September 29, 2011
Undeniably, XML is the message format of choice for many service-oriented architectures and application integration efforts. Also, many SOA and web service implementaions use REST as the protocol for accessing URL-addressable resources and services. REST stands for Representational State Transfer and is built on top of HTTP, which acts as the underlying transport layer.
With a new set user-defined functions (UDFs) in DB2, it has become very simple to issue REST requests directly from your SQL statements or DB2 stored procedures. This enables DB2 to easily interact with REST-based services and integrate information from the web or URL-based resources into the database.
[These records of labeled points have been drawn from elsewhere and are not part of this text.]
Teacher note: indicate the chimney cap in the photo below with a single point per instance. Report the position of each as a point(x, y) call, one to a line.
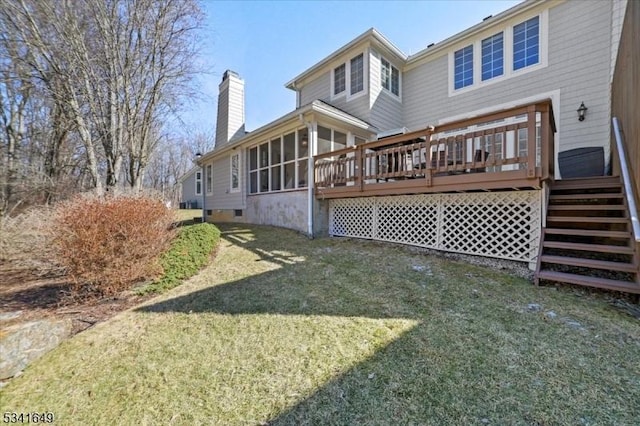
point(228, 73)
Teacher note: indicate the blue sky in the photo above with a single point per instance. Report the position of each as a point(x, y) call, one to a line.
point(270, 42)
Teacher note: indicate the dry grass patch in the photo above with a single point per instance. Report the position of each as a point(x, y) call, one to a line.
point(285, 330)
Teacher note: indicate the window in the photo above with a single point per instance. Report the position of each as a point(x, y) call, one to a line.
point(330, 140)
point(349, 78)
point(209, 176)
point(357, 74)
point(526, 43)
point(509, 52)
point(492, 57)
point(389, 77)
point(463, 63)
point(339, 79)
point(235, 173)
point(198, 183)
point(280, 163)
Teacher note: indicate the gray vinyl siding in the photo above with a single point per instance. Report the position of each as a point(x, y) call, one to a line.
point(222, 197)
point(358, 107)
point(386, 110)
point(578, 66)
point(189, 191)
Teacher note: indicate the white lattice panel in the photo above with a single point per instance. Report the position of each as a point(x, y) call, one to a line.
point(496, 224)
point(409, 219)
point(351, 217)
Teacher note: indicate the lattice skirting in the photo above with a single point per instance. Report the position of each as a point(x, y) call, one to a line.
point(506, 225)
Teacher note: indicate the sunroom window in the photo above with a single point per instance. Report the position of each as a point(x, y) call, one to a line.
point(280, 163)
point(235, 172)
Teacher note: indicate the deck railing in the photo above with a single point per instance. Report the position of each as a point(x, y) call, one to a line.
point(513, 146)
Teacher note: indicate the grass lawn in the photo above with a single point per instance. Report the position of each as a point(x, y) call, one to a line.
point(282, 330)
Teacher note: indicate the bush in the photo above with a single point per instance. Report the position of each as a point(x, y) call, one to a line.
point(25, 244)
point(109, 243)
point(189, 252)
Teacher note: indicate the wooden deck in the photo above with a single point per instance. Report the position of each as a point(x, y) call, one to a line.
point(483, 153)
The new REST UDFs allow you to receive and provide information in binary format (BLOB) or textual format (CLOB), which includes but is not limited to XML. The basic REST UDFs are scalar functions that perform the simple HTTP operations GET, POST, PUT, and DELETE. These UDFs are:
Each of these functions take a URL and, optionally, an HTTP header as input paramaters. Additionally, the POST and PUT functions have a third parameter for the BLOB or CLOB data that you want to upload.
The REST UDFs are implemented in Java and support HTTP as well as HTTPS with SSL encryption.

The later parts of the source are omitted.